When was George Steiner born and where did he grow up?

Francis George Steiner was born on the 23rd of April 1929 in Neuilly-sur-Seine near Paris. He grew up in France after his father moved the family from Austria to escape anti-Semitism five years before his birth.

What happened to George Steiner during World War II?

George Steiner survived the war as one of only two Jewish children in his school class while the Nazis occupied Paris. His family fled to New York in 1940 just before the German invasion, and this experience made him feel like a survivor who profoundly influenced his later writings about death and the Holocaust.

Which academic positions did George Steiner hold at Cambridge University?

George Steiner became a founding fellow of Churchill College Cambridge in 1961 but was never appointed as a full professor with the right to examine students. He held various posts including the Gauss Lecturer at Princeton and taught in four languages at the University of Geneva for twenty years starting in 1974.

What is the main theme of George Steiner's book After Babel published in 1975?

After Babel published in 1975 serves as an early and influential contribution to the field of translation studies by exploring art and thought unbounded by national frontiers or academic disciplines.
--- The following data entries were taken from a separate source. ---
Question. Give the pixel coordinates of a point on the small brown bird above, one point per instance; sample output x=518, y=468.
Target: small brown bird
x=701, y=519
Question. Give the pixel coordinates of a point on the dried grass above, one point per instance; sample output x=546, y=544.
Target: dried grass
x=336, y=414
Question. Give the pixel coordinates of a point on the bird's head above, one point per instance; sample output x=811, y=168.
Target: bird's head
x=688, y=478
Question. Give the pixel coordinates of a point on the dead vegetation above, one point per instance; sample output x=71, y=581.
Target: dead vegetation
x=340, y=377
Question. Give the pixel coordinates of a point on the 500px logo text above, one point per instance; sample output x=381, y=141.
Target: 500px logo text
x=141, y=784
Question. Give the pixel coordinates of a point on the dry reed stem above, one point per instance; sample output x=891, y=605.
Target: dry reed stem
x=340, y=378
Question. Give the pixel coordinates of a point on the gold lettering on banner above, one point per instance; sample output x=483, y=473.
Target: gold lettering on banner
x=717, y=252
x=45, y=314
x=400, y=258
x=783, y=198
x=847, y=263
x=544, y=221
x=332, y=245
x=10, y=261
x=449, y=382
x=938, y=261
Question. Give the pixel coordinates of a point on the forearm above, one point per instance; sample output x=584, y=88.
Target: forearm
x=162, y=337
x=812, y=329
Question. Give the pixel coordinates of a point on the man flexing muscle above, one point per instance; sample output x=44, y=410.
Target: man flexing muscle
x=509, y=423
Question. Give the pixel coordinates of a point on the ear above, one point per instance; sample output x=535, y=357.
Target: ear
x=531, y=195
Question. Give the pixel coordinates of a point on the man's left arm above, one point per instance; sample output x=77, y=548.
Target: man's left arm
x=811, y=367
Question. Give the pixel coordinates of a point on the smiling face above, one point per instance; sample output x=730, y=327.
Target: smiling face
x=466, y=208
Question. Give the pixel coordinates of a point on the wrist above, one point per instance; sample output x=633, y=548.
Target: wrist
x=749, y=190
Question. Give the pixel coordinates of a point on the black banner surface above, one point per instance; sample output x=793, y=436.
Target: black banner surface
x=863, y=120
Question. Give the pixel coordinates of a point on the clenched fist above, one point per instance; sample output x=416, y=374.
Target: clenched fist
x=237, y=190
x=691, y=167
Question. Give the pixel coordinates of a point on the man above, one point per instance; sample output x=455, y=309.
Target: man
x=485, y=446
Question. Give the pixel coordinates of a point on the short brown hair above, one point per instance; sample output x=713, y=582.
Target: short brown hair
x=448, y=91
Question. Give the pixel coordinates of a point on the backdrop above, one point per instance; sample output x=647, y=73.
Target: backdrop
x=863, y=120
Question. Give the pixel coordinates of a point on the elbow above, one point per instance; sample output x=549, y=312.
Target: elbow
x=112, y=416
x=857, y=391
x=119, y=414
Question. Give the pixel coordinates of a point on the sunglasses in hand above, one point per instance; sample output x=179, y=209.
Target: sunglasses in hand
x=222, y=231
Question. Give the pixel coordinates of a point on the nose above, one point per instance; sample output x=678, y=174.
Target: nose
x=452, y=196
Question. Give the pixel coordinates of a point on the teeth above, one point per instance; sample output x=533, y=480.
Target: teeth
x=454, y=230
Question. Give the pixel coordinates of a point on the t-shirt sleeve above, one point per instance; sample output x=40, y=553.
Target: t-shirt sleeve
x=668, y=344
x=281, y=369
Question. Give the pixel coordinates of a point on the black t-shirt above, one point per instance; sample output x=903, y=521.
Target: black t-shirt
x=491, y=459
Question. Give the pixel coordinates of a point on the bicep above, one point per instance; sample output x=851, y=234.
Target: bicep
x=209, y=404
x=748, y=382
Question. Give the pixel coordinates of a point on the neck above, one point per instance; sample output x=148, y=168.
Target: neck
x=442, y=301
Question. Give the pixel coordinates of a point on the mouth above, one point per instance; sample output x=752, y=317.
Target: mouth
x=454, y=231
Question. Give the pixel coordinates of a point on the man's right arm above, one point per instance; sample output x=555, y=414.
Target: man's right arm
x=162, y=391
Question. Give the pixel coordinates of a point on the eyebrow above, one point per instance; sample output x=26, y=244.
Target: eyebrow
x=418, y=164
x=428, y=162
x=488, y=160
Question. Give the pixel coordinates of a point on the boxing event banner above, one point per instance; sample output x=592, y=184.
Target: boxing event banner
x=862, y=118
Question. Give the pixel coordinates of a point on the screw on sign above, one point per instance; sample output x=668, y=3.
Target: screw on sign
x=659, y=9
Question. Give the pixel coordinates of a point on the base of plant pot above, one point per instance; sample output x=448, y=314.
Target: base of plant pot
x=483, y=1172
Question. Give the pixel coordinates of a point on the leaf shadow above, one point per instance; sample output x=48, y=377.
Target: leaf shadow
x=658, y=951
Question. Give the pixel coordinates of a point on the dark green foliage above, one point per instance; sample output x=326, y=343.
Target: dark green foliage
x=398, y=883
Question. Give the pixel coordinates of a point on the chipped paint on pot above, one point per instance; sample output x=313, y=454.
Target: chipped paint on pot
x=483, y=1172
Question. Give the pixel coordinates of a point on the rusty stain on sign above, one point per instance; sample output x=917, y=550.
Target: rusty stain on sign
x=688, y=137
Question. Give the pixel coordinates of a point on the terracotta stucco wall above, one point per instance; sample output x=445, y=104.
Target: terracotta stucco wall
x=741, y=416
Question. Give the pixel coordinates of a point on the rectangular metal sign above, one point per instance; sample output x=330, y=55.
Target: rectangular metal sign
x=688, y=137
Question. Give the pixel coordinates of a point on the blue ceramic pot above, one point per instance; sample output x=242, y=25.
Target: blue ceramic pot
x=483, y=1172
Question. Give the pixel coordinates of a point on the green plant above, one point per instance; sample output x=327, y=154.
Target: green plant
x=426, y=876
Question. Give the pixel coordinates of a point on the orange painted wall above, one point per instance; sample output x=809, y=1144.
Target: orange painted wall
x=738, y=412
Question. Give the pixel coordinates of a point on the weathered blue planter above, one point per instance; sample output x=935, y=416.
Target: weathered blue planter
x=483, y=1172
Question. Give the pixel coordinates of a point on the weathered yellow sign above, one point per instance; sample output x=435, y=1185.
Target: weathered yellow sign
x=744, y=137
The work advocates generalisation over specialisation and insists that literacy must encompass knowledge of both arts and sciences.

Who were the parents of David Steiner and Deborah Steiner?

David Steiner and Deborah Steiner are the children of George Steiner and Zara Shakow whom he married in 1955. Their son David served as New York State Commissioner of Education from 2009 to 2011 while their daughter Deborah became Professor of Classics at Columbia University.